Basildon

Basildon Essex UK Hub
Approximate Population: 99,876
The first historical reference to Basildon is in records from 1086. It is mentioned in the Domesday Book as ‘Belesduna’. The name ‘Basildon’ means ‘Beorhtel’s hill’ and is derived from the Anglo-Saxon personal name ‘Beorhtel’ and the Anglo-Saxon word ‘dun’, meaning hill. In historical documents, this name had various forms over the centuries, including Berdlesdon, Batlesdon and Belesduna.
By the beginning of the 1900s, Basildon had evolved with much of the land having been sold in small plots during a period of land speculation and development taking placed haphazardly with building by plotowners ranging from shelters created from recycled materials to brick-built homes and with amenities such as water, gas, electricity and hard-surfaced roads lacking.

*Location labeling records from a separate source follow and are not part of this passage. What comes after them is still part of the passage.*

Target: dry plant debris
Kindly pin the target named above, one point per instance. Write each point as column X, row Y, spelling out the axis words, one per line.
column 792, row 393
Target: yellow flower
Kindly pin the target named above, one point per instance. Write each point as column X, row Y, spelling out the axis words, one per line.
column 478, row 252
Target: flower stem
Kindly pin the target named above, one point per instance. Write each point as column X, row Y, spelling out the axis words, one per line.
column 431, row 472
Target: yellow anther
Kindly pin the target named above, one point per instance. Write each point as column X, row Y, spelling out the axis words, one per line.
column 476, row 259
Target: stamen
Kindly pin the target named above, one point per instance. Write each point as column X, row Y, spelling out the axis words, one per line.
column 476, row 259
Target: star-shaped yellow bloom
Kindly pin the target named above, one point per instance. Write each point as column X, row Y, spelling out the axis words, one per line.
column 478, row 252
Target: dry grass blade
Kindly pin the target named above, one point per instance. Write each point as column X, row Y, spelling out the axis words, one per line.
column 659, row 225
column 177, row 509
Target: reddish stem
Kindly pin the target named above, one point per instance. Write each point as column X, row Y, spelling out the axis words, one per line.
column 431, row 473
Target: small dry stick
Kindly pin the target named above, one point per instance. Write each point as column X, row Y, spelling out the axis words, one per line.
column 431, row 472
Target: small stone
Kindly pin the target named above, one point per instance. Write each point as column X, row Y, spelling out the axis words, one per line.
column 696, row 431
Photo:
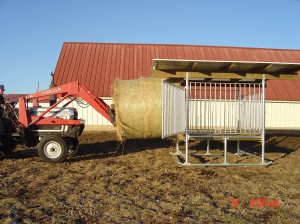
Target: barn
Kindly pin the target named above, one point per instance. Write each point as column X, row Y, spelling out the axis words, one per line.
column 97, row 65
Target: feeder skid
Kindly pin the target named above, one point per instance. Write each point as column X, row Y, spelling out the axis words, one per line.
column 223, row 111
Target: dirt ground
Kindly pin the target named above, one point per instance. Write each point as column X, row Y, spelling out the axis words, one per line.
column 138, row 182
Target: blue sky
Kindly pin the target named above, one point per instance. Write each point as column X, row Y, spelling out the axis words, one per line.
column 32, row 32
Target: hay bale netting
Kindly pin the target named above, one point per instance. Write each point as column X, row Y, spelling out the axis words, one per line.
column 138, row 108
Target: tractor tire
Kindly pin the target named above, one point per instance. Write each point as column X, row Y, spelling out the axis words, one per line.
column 73, row 145
column 53, row 149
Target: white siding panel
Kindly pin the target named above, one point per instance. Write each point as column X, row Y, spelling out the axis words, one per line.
column 282, row 115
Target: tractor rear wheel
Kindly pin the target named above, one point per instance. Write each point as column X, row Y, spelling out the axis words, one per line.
column 53, row 149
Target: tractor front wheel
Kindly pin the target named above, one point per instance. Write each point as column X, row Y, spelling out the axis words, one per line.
column 53, row 149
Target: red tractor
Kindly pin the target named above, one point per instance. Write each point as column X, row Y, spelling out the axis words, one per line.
column 54, row 129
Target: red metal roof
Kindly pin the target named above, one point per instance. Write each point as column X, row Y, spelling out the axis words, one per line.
column 97, row 65
column 10, row 98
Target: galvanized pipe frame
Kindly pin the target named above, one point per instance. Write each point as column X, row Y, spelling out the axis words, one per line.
column 258, row 135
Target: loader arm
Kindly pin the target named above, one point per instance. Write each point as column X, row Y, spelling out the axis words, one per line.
column 71, row 90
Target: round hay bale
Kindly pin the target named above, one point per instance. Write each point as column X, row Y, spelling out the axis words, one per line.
column 138, row 108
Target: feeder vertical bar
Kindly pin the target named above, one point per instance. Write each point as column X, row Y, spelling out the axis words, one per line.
column 187, row 117
column 263, row 120
column 225, row 150
column 207, row 147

In the 1940s, Billericay and Essex County Councils, who were concerned about the lack of amenities on the area and how it had evolved, petitioned the Government to create a New Town, and on January 4 1949, Lewis Silkin, Minister of Town and Country Planning, officially designated Basildon as a ‘New Town’.
Basildon Development Corporation was formed in February 1949 to transform the designated area into a modern new town. The New Town incorporated Laindon and Pitsea and was laid out around small neighbourhoods with the first house being completed in June 1951. The first tenants moved into homes on 18 June 1951, in numbers 59, 61, and 63 Redgrave Road in Vange.